Şimdi nasıl da vatansever pozları kesiyorlar. Güya vatan adına üzülüyor, devletten hesap soruyorlar. İhmal var diye feryat ediyorlar. Ankara'daki elim terör saldırısından sonra timsah gözyaşı döküyorlar.
Sizi artık çok iyi tanıyoruz. Bugün Türkiye'yi tehdit eden terörü siz elinizle büyüttünüz. 7 Haziran seçimlerine giderken "barış için HDP'nin barajı aşması gerekir" dediniz. O vakitler "bu HDP'nin meclise girmesi çözüme değil, çözümsüzlüğe hizmet eder" dediğimizde bizi aforoz etmeye kalktınız. HDP'ye barajı aştırdınız. AK Parti'nin tek başına iktidarını engellediniz. Sonrasında, PKK sizin açtığınız alanda "devrimci halk savaşı" adı altında yeni bir katliam furyası başlattı.
***
Hadi 7 Haziran öncesinde saflığınıza geldi. HDP'nin Türkiyelileşme yalanına kandınız. Ama nasıl olduysa 1 Kasım seçimlerine giderken HDP demeye devam ettiniz.

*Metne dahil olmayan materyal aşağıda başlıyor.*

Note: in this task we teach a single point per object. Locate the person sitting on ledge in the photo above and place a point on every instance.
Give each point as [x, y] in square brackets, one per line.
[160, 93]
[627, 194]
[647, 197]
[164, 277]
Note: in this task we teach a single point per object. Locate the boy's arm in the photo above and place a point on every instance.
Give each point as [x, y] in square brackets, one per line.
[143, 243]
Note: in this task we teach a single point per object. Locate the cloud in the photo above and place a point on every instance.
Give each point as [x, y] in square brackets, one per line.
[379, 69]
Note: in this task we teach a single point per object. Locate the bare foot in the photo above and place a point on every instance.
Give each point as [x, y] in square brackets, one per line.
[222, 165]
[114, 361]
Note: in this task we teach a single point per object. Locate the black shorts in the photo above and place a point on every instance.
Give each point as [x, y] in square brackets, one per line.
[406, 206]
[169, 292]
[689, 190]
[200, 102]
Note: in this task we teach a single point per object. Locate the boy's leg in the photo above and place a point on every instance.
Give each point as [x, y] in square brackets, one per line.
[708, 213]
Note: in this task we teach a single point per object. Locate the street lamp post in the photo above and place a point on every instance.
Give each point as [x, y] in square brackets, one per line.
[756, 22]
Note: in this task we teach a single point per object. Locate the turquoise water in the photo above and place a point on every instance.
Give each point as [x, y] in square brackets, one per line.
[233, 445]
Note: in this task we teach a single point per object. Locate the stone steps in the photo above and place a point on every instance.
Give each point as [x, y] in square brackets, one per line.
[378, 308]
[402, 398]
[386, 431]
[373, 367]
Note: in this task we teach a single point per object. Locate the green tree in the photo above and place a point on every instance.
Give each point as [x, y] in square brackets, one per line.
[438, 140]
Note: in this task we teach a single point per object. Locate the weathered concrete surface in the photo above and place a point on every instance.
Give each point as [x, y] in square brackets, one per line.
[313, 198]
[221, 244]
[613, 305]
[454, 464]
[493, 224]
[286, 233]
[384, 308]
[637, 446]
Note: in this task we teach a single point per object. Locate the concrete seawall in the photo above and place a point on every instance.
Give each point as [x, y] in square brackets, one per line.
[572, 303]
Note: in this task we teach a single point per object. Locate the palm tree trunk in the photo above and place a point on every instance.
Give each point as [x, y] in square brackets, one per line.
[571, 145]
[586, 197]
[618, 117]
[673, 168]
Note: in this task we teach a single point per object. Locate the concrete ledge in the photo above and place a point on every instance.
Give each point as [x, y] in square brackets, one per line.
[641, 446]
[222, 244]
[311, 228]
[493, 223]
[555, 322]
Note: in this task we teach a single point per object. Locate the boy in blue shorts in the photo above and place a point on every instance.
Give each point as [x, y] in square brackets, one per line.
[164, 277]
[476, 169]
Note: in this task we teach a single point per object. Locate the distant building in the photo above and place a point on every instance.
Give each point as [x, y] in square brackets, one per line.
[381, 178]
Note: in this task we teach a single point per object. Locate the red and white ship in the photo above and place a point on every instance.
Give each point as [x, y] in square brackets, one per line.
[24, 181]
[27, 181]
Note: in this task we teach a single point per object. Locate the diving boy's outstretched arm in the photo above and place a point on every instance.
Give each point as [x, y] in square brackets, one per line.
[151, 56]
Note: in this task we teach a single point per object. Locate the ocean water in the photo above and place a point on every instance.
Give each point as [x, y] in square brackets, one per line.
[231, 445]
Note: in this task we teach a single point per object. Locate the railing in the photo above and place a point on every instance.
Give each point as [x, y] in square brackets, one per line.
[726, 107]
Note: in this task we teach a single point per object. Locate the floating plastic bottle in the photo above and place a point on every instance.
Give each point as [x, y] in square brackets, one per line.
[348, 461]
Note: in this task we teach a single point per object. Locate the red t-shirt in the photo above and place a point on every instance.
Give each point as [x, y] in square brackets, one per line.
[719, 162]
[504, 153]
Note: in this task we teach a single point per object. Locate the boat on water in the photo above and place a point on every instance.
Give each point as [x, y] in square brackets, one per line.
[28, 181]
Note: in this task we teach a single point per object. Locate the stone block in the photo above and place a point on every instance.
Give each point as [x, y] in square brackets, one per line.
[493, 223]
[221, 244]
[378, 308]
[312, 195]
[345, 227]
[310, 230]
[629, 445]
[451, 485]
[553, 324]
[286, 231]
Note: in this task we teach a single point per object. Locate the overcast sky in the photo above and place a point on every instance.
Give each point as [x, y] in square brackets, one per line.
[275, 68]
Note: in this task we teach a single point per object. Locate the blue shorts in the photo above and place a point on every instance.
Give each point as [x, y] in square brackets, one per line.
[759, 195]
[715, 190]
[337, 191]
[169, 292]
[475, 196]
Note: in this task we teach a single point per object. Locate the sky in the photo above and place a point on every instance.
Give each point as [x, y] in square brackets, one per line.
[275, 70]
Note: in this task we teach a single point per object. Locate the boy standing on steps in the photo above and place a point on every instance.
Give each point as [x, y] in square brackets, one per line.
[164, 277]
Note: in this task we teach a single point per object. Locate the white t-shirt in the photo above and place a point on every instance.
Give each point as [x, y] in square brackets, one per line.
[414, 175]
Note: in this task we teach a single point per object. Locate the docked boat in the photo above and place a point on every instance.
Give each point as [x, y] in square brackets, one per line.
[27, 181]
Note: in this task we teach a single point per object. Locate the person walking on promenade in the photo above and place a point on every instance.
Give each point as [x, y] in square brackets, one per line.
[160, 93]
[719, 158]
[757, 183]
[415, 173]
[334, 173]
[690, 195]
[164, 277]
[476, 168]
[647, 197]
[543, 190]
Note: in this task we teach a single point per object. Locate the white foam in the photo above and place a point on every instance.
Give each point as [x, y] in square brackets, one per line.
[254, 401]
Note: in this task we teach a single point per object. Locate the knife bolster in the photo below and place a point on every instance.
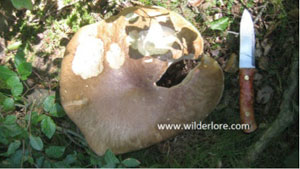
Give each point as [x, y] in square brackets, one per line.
[247, 98]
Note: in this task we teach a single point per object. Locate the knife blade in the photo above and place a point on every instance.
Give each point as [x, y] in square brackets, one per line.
[247, 71]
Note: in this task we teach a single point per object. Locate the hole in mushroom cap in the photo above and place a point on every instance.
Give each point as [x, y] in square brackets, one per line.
[176, 72]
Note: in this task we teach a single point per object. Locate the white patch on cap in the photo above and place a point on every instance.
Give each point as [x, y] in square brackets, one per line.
[115, 57]
[88, 59]
[131, 16]
[157, 40]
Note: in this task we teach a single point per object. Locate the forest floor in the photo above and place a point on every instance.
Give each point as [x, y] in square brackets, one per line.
[35, 132]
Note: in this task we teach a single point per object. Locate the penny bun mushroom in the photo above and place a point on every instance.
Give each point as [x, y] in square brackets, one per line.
[109, 73]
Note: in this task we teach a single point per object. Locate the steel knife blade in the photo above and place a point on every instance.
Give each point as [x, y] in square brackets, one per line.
[246, 71]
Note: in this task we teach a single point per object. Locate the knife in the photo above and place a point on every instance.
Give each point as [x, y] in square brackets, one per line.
[246, 71]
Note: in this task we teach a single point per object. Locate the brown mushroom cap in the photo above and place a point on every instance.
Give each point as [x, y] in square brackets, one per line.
[109, 74]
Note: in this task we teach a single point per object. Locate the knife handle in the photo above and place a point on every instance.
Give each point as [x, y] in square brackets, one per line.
[247, 98]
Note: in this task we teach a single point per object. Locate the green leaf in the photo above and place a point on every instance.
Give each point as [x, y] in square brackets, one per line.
[14, 46]
[15, 159]
[48, 103]
[24, 70]
[47, 164]
[70, 159]
[20, 4]
[12, 148]
[3, 137]
[15, 85]
[110, 158]
[57, 111]
[131, 162]
[17, 89]
[53, 108]
[36, 143]
[48, 127]
[6, 73]
[10, 119]
[55, 151]
[40, 161]
[219, 24]
[34, 117]
[8, 104]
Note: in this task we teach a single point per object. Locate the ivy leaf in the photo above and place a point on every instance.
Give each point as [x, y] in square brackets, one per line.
[53, 108]
[131, 162]
[24, 70]
[12, 148]
[36, 143]
[15, 85]
[55, 151]
[48, 103]
[219, 24]
[10, 119]
[20, 4]
[6, 73]
[8, 104]
[48, 127]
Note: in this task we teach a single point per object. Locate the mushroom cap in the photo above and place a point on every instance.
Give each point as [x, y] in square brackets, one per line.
[109, 74]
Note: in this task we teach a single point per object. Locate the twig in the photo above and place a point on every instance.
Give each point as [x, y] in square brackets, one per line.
[284, 119]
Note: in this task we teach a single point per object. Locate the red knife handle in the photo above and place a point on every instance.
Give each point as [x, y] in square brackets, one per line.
[247, 98]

Belki HDP'nin de oyuna getirildiğini düşündünüz. Kendinize HDP'yi özgürleştirme misyonu biçtiniz.
Bir an için bunları meşru görelim. Fakat sizin
PKK'nın cürümlerini görünmez kılmak için harcadığınız emek ne olacak?
PKK'yı "haklı davası uğruna savaş veren bir halk hareketi" diye sattınız.

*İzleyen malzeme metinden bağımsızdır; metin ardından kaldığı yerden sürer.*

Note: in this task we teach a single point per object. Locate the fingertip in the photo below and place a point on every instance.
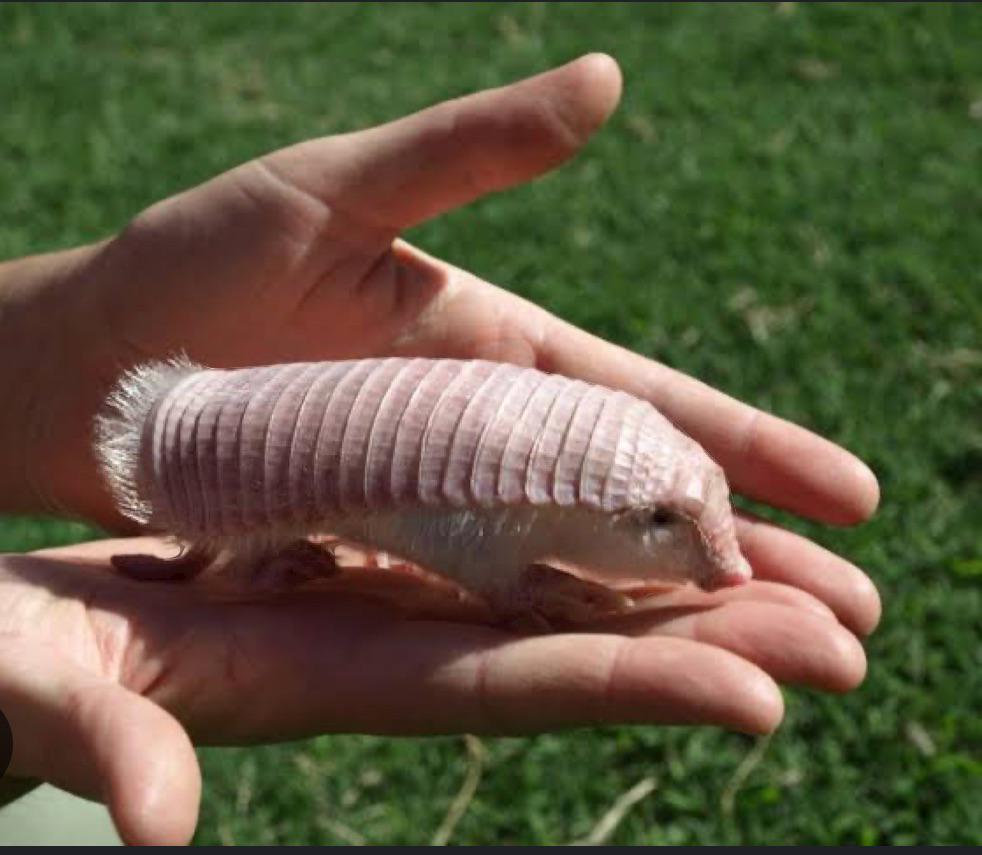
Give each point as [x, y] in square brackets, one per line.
[766, 712]
[154, 796]
[847, 662]
[868, 491]
[599, 90]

DAİŞ'i gösterip PKK'yla vurdunuz.
Durmadınız. PKK "devrimci halk savaşı"nda çuvallayıp da enerjisinin büyük bölümünü Türkiye'yi sınırları dışından kuşatmaya teksif ettiğinde yine ona destek verdiniz.

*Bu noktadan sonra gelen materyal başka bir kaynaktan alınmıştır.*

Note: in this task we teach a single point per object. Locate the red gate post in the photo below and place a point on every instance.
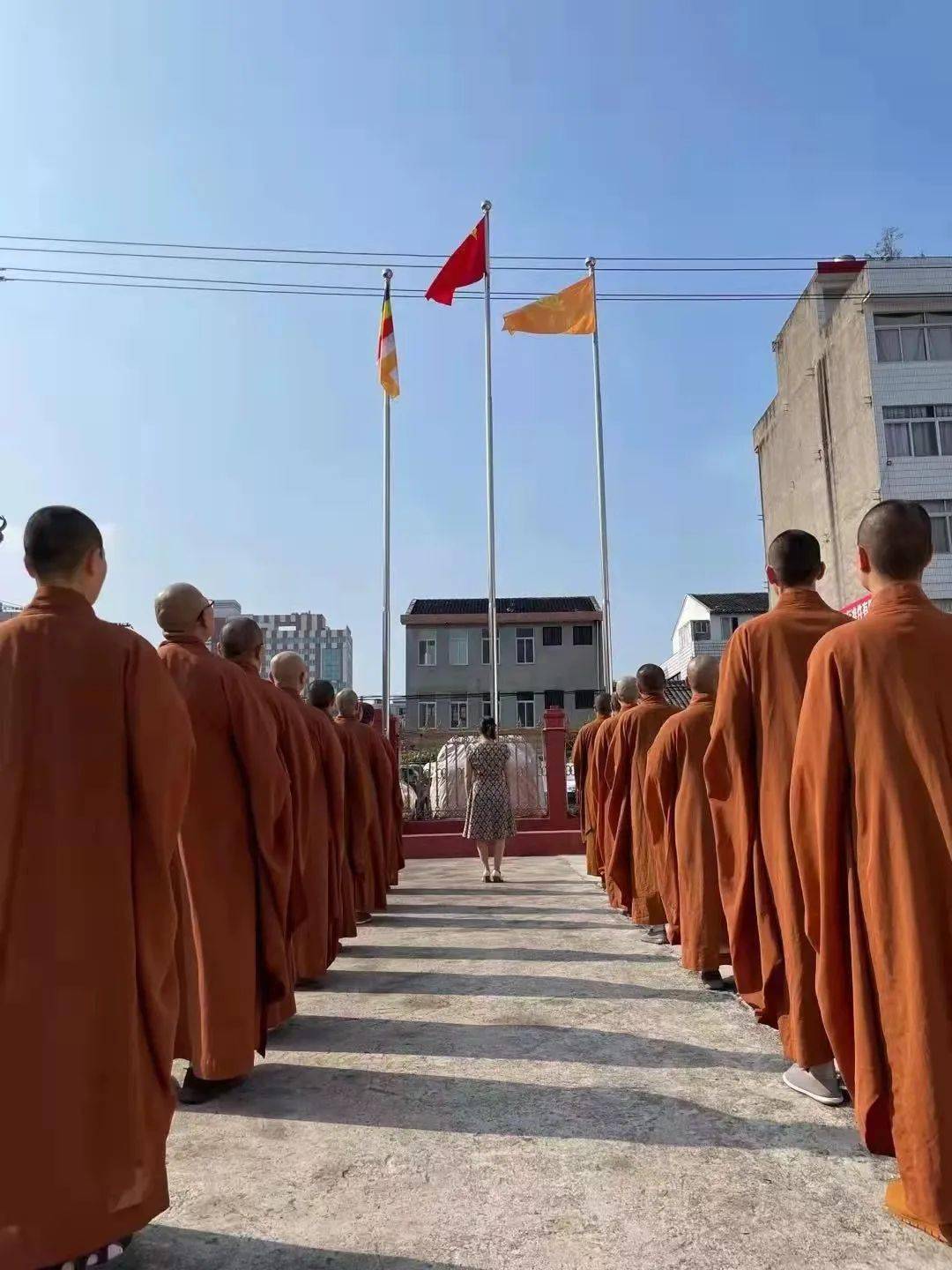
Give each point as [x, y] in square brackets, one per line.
[554, 725]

PKK'nın Suriye vasatında ürettiği propaganda malzemelerini Türk dış politikasını eleştirmek için kullandınız.
Türkiye'nin iç güvenliğine yönelen tehditler gün gibi ortadayken siz hâlâ küçük hesaplarınızın peşindesiniz.
***
3 yıldır Türkiye'ye, millete darbe yapmak isteyenler bugün yeni bir boyuta evrilen terör tehdidi karşısında devleti ve milleti zaaf içinde gösterme çabası içindeler. Birkaç gündür şu lakırdıları ediyorlar.
Paralel yapıyla mücadele adı altında güvenlik bürokrasisinde birçok tasfiye yapıldı. Bu da güvenlik zaafı oluşturuyor.
2002'den önce terör yoktu, AKP geldi, terör hortladı.
İstihbarat zafiyeti var.
Bunlar hep çözüm sürecinin maliyeti.
Savaşa hayır.
Bu ortamda yeni anayasa mı yapılır?
Önceliğimiz terör olmalı, başka işleri bir kenara bırakalım vs...
Bu güruh 7 Haziran-1 Kasım arasında çok daha saçma, çok daha ağır laflar ediyordu.
İçimizi yakan bir terör eylemi sonrasında hemen ortalığa dökülüp devleti, Cumhurbaşkanını katil ilan ediyorlardı.
Şimdilerde nedense öyle ikide bir "katil devlet" diye bağırmıyorlar. Nedense dedim ama nedeni basit: HDP operatörü Selahattin Demirtaş son iki büyük terör saldırısından sonra bu sözleri edemez oldu. Sultanahmet saldırısından sonra da, Ankara saldırısından sonra da süt dökmüş kediye döndü.
Halbuki Sultanahmet saldırısını
DAİŞ'in yaptığı ortaya çıkmıştı. Fakat yapan kişi
Suriye istihbaratı ile ilişkiliydi. Tesadüfe bakın ki bu eylemi yapan
YPG'li terörist de Suriye istihbaratı ile ilişkili.
***
Hangi marka adı altında yapılırsa yapılsın terörün hedefi Türkiye'nin istiklalidir. Şu ortamda
yerlilik ve millilik en önemli sermayemiz.
Siyasal geçmişlerimizin, ideolojik angajmanlarımızın, kültürel aidiyetlerimizin ve sınıfsal pozisyonlarımızın çok üstünde bir yerliliğe ve milliliğe ihtiyacımız var.
Ama... Ertuğrul Özkök gibi, yukarıda anlattığım işleri yapıp da şimdilerde kendilerini eleştirenlere "
hiç mi milli duygudan ve milli şuurdan nasibini almadın kardeşim" diye sataşanlara da prim verecek halimiz yok!